The following are examples of instant stress busters, excerpted from Natural Superwoman, by Rosamond Richardson. In a world of go, go, go, these are great tips to remember. They can bring relief to mental, physical and emotional stresses. As always, remember to breathe when stress is present.
Slow down and take your time. Talk, walk or drive at a slower pace.
Call a friend for a long chat.
Escape mentally – read a book, watch a movie or be a sports spectator.
Keep a notebook on you and make lists: being organized is less stressful.
Smile. It relaxes the major facial muscles and releases serotonin from the brain and makes you fell better.
Stop thinking ‘must’ ‘should’ and ‘ought’ for at least an hour.
Sweat out your stress. Take some vigorous exercise class, or dance til you drop.
Write a list of all the essential things you have to do – then stick it on the fridge and leave it until tomorrow.
Look at some wonderful paintings, or paint one yourself.
Change into comfortable clothes.
Help someone. Be really nice to someone.
Get a massage or a pedicure.
Write a rage letter and don’t send it.
Find a safe place to cry. Crying restores the chemical balance of the body.
Drop perfectionism: it stresses you out.
Pet the dog or cat.
Shut the door on the world at least once a day to see you own needs: do some yoga or meditation.
Lie down with a hot wet flannel over your face.
Go away for a weekend.
Lie in a hot tub and add soothing essential oils to the water. Light a candle and dim the lights and breathe.
Turn off your mobile phone.
Sometimes doing nothing is the key to stress.
Express yourself: don’t maintain the stiff upper lip. And don;t lose your sense of humor.
Change your routine – have a beautiful bath mid afternoon.
Cancel your appointments and have a day off.
Collect inspirational quotations and stories and refer to them to lift your spirits.
Here are 5 Easy Steps for Mindfulness – to decrease stress in your life
Find a comfortable – quiet location when possible – however you can, and use these steps even at work or in other locations. Sit relaxed.
Set an alarm if you want for 2 to 3 minutes 0- you can make it longer each time if you want; however there are benefits from meditating for 2 minutes.
Find an object to look at or close your eyes.
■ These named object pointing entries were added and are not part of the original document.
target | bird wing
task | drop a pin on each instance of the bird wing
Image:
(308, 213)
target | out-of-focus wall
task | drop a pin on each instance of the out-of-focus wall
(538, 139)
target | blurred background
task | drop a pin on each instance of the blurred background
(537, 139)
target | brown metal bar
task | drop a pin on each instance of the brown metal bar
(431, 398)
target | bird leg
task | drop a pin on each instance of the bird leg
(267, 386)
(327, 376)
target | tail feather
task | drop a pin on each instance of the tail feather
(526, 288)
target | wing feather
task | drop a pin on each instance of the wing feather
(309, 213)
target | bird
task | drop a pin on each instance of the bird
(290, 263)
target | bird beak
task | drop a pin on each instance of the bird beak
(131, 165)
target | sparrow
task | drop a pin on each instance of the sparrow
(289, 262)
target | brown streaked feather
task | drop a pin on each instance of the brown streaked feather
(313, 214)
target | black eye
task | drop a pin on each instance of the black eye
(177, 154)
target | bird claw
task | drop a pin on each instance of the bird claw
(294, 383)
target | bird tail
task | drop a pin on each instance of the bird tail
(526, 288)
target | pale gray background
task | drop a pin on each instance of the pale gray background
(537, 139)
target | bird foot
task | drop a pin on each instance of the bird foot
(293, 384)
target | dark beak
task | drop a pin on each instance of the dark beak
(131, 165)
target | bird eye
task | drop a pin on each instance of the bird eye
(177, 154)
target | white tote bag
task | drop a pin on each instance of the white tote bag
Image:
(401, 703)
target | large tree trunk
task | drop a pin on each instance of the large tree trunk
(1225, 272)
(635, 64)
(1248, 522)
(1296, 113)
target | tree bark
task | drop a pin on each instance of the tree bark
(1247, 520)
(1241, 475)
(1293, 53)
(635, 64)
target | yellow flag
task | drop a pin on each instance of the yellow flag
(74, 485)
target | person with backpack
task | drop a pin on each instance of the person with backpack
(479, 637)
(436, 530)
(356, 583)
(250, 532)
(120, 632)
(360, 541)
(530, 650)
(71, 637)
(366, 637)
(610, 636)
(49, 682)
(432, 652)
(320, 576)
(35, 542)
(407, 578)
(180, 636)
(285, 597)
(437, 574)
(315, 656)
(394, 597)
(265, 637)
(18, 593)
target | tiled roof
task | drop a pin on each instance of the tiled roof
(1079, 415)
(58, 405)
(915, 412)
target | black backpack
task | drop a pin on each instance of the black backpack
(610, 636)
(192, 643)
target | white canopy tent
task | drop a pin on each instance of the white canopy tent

Either technique can be relaxing. Try both so that you can decide which one works best for you.
Breathing is the key to being present with your body and self. Inhale for 3 seconds (say in your mind calming – calming – calming) Hear your breath going into your lungs – hold it for a second, exhale for 5 seconds (say in your mind releasing – releasing – releasing) Hear your breath going out of your lungs.
When done, stretch and hug yourself.
Stress is a part of life – How much you choose to manage it is about CHOICES. Make the CHOICE to meditate for two minutes very day, You can do 2 to 3 minutes several times a day if you would like.